Week 41. Not only did this week mark Andy’s first Christmas, but Andy, who was one week overdue, has officially been in the world longer than he was in the womb. Here’s a flashback to nine months ago!
It was a bit of a tough week for us. We ventured down to Toronto again this week to spend time with some extended family. I mentioned in our last weekly update that Andy had a fever. It continued to get worse while we were away, spiking at over 40.5 degrees one night. That was scary. The heat came with a side of irritability and general discontentment, and we found ourselves not knowing what fussiness was due to him being sick and what fussiness was just him being naughty.
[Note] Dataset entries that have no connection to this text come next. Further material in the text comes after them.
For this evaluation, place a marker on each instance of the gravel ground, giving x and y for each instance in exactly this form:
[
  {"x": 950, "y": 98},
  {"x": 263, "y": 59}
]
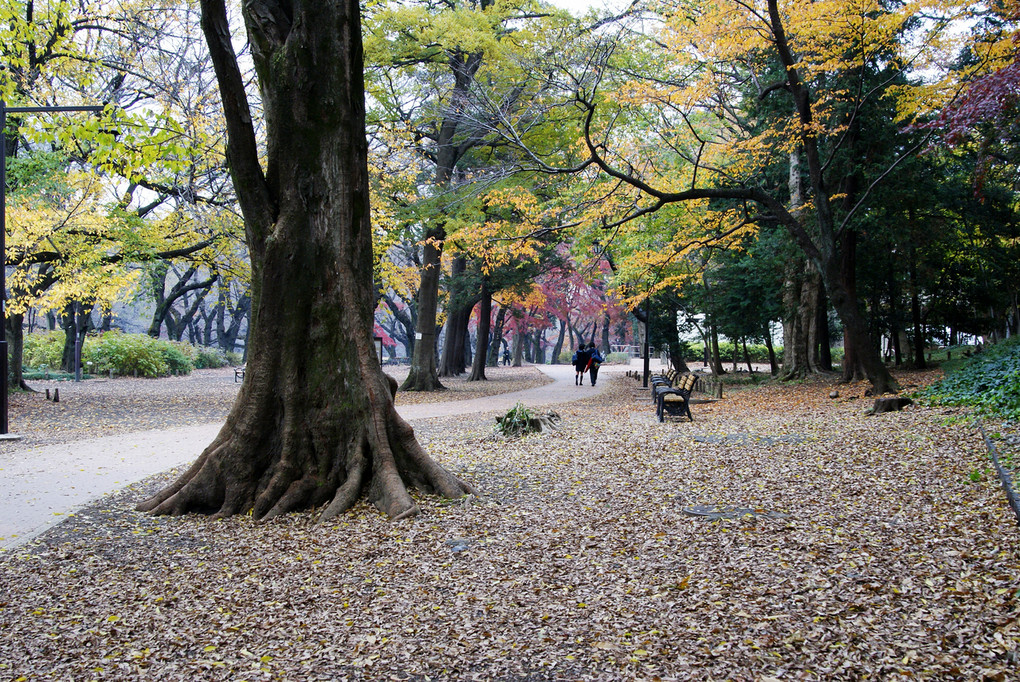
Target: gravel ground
[{"x": 105, "y": 407}]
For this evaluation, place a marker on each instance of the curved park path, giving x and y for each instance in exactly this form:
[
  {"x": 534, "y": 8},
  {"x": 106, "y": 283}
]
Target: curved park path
[{"x": 41, "y": 486}]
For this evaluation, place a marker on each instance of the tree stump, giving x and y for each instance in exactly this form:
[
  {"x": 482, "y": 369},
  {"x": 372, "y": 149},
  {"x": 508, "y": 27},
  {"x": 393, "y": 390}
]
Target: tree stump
[{"x": 890, "y": 405}]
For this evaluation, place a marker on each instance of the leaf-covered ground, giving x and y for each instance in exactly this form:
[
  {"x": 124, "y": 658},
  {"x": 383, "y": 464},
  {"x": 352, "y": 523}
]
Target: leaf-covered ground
[
  {"x": 104, "y": 407},
  {"x": 867, "y": 551}
]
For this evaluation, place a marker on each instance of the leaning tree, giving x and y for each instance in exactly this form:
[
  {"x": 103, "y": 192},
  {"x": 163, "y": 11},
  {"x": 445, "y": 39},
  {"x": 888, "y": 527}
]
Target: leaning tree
[{"x": 314, "y": 421}]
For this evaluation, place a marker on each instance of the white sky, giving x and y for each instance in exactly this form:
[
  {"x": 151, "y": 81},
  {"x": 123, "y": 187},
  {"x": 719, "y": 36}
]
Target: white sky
[{"x": 578, "y": 7}]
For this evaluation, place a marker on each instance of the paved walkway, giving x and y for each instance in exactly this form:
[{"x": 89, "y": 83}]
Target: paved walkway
[{"x": 41, "y": 486}]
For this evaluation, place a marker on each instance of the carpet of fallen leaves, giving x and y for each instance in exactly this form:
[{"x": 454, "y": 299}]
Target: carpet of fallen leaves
[
  {"x": 866, "y": 551},
  {"x": 105, "y": 407}
]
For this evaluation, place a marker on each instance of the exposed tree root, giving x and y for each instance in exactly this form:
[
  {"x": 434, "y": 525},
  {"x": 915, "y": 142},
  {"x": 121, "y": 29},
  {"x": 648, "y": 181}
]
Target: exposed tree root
[{"x": 380, "y": 458}]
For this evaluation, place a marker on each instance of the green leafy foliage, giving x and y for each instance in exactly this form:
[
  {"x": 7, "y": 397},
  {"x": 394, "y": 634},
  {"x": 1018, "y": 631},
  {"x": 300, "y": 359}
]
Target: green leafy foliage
[
  {"x": 124, "y": 354},
  {"x": 516, "y": 422},
  {"x": 988, "y": 381}
]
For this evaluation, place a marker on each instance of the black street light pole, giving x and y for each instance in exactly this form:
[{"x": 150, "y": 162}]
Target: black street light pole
[{"x": 4, "y": 422}]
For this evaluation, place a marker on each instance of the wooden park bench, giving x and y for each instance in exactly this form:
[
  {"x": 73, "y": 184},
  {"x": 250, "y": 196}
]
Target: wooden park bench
[{"x": 674, "y": 399}]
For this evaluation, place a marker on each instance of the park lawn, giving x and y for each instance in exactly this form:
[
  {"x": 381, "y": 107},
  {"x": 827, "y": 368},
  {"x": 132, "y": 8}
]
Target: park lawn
[{"x": 869, "y": 552}]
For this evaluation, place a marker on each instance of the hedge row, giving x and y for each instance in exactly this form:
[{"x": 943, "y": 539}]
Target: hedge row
[
  {"x": 988, "y": 381},
  {"x": 126, "y": 355}
]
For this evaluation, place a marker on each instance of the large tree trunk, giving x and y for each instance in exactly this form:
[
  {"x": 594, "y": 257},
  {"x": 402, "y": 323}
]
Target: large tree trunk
[
  {"x": 15, "y": 336},
  {"x": 314, "y": 421}
]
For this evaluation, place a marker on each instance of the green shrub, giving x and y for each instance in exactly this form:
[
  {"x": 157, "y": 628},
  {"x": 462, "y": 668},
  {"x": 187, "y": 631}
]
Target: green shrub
[
  {"x": 758, "y": 352},
  {"x": 139, "y": 355},
  {"x": 988, "y": 381},
  {"x": 177, "y": 356},
  {"x": 124, "y": 354},
  {"x": 209, "y": 358}
]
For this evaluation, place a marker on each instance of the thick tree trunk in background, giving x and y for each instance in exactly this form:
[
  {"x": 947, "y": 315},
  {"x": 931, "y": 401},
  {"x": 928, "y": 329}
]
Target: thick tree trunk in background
[
  {"x": 605, "y": 335},
  {"x": 15, "y": 348},
  {"x": 853, "y": 365},
  {"x": 811, "y": 296},
  {"x": 822, "y": 334},
  {"x": 915, "y": 298},
  {"x": 452, "y": 362},
  {"x": 314, "y": 421},
  {"x": 75, "y": 326},
  {"x": 424, "y": 372},
  {"x": 485, "y": 315},
  {"x": 494, "y": 348},
  {"x": 773, "y": 365},
  {"x": 227, "y": 333},
  {"x": 560, "y": 338},
  {"x": 715, "y": 359}
]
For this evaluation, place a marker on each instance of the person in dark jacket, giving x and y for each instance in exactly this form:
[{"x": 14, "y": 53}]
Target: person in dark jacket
[
  {"x": 579, "y": 361},
  {"x": 594, "y": 360}
]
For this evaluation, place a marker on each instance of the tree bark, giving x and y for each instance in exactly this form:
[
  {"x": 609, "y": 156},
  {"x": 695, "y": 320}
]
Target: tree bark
[
  {"x": 560, "y": 338},
  {"x": 485, "y": 317},
  {"x": 314, "y": 422},
  {"x": 494, "y": 348},
  {"x": 424, "y": 371}
]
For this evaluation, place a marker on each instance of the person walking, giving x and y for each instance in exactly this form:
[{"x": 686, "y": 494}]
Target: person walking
[
  {"x": 594, "y": 360},
  {"x": 579, "y": 361}
]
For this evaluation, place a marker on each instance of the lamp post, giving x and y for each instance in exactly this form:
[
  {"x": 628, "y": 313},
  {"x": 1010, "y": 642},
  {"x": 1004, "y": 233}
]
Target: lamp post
[{"x": 4, "y": 109}]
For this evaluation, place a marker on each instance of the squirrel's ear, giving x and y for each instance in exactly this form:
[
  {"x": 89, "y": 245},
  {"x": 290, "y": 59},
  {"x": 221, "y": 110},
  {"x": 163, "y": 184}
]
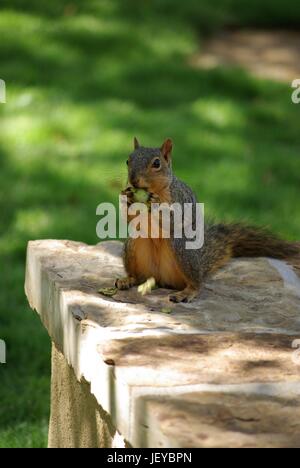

That made responding to his cries and screams really tricky.
As we wrap up the year and start thinking about 2016, I find myself reflecting on the past nine and a half months, and how fortunate I am to be where I am.
Let me explain.
To the best of my knowledge, all working women in Canada, myself included, have access to paid parental leave. For me, the first eighteen days of this was spent resting at home, nesting, and getting ready for Andy’s impending arrival (I hadn’t counted on him being late). Following that, I have had the opportunity to spend time at home with my son, playing, eating, learning, and sleeping. Many of these days were physically and emotionally taxing, but what energy I did have, I was able to spend on taking care of my growing child.
If I were living south of the border, this would be a very different story.
I’ve had both friends and family expect their first child this year in the US, and the story they tell of their first year is vastly different. On forums and blogs, I’ve read a fair bit about what leave is like for working mothers in America. Then I watched this TED talk.
It is absurd to me that a global superpower like the US is not providing paid leave for parents, and that women – women who are trying to recover from the trauma of childbirth, learn how to care for an infant, and juggle a new emotional landscape – are feeling like they need to return to work before they are ready. For the sake of parents and children across America, something needs to change.